The state of Washington has 294 school districts. When I managed the statewide fraud program for the state auditor’s office, there was typically an average of about eight schools per year that suffered a revenue loss of approximately USD$6,800 each (USD$54,400 annually). These losses primarily occur when one individual is responsible for all club revenue with no monitoring by managers. Investigators often can’t find those responsible because too many people have had access to product inventory and money. 

When external auditors determine that a faculty advisor is responsible for a specific loss amount, he or she usually makes restitution to the school. Schools discipline some of these individuals, but others simply resign. Schools rarely refer these cases for prosecution because the schools normally have been made whole. Prosecutors also usually don’t accept small-dollar cases because they have more important crimes to pursue. However, when they do prosecute these cases, convicted fraudsters usually receive jail sentences of less than one year. 
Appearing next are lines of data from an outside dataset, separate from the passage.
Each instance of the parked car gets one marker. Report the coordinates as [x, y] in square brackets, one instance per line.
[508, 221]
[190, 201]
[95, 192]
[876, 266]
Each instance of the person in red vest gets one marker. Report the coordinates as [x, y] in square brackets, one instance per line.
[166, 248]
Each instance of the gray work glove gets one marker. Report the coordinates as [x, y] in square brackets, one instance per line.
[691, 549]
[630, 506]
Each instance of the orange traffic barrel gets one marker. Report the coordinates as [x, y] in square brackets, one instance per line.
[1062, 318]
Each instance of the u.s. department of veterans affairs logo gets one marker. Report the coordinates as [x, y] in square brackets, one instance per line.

The information for the case studies for public-sector clubs cited below comes from audit reports issued by the Washington State Auditor’s Office (the external auditor for the schools).


Schools often use vending machines to raise funds. A student in charge of collecting money from machines placed it in a cloth bag without counting it and gave it to the ASB Fund cashier who stored it in an unlocked storage cabinet in the vault. The cashier and student didn’t count this money together, as they were required to, at the time of the transfer of accountability for these funds. In addition, the cashier didn’t issue a receipt to the student for the amount of money she received and didn’t include these funds in the daily bank deposit as she should have.

A faculty advisor routinely assigns one student to replenish vending machine stock and remove money, but ideally two people should do this.

The cashier later counted, receipted and deposited the money into the ASB Fund bank account. However, the external auditor determined that the amount of funds deposited was less than the expected revenue from inventory sold through the vending machines. 

No one could identify the person(s) responsible for this loss because too many people had access to the inventory, and the money was stored in the unlocked cabinet in the cashier’s office vault. The external auditor issued an internal-control finding to help improve future operations.


An external auditor detected unauthorized refunds in the cash receipting system of a school student store over four months. Cashiers didn’t use cash register passwords. The store manager didn’t monitor cash register detail tapes to identify and investigate the unsupported refunds; he only verified that the revenue amount reported on the daily cash register activity reports agreed with the amount of money actually deposited with the ASB Fund treasurer. The external auditor couldn’t identify the person(s) responsible for the US$914 loss because too many people operated the cash register and had access to the money.